Spreading of axisymmetric non-Newtonian power-law gravity currents in porous media

A relatively heavy, non-Newtonian power-law fluid of flow behavior index n is released from a point source into a saturated porous medium above an horizontal bed; the intruding volume increases with time as tα. Spreading of the resulting axisymmetric gravity current is governed by a non-linear equation amenable to a similarity solution, yielding an asymptotic rate of spreading proportional to t(α+n)/(3+n). The current shape factor is derived in closed-form for an instantaneous release (α = 0), and numerically for time-dependent injection (α ≠ 0). For the general case α ≠ 0, the differential problem shows a singularity near the tip of the current and in the origin; the shape factor has an asymptote in the origin for n ⩾ 1 and α ≠ 0. Different kinds of analytical approximations to the general problem are developed near the origin and for the entire domain (a Frobenius series and one based on a recursive integration procedure). The behavior of the solutions is discussed for different values of n and α. The shape of the current is mostly sensitive to α and moderately to n; the case α = 3 acts as a transition between decelerating and accelerating currents.

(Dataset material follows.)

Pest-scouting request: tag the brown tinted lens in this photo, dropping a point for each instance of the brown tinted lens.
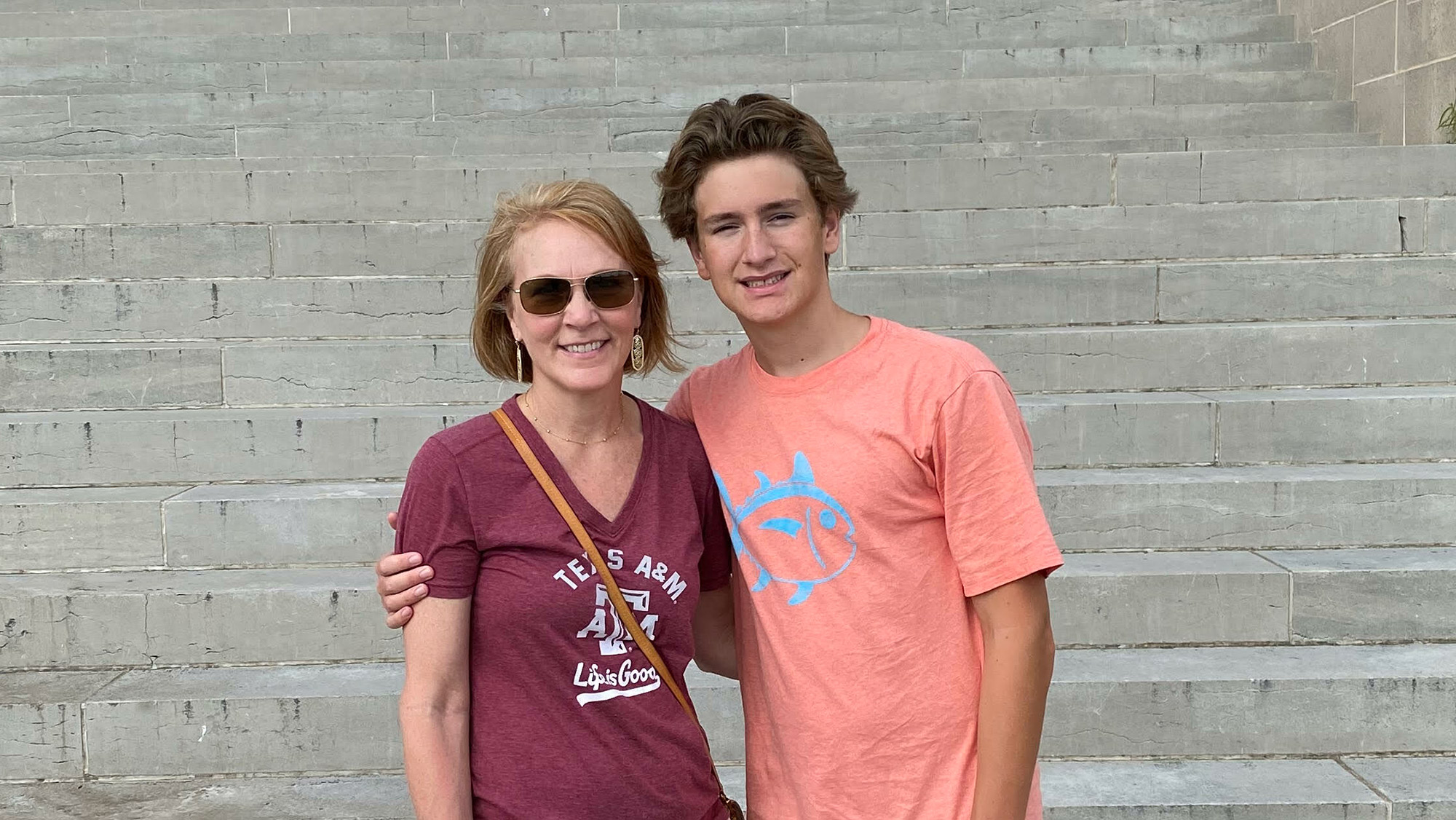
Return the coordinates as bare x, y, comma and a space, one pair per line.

► We model spreading of non-Newtonian power-law gravity currents in porous media.
► A self-similar solution is derived for radial flow and different injection rates.
► Profiles are obtained analytically/numerically with Newtonian results as special case.
► Three different analytical approximations are derived for continuous injection rate.
► Results are functions of injection rate and flow behavior index.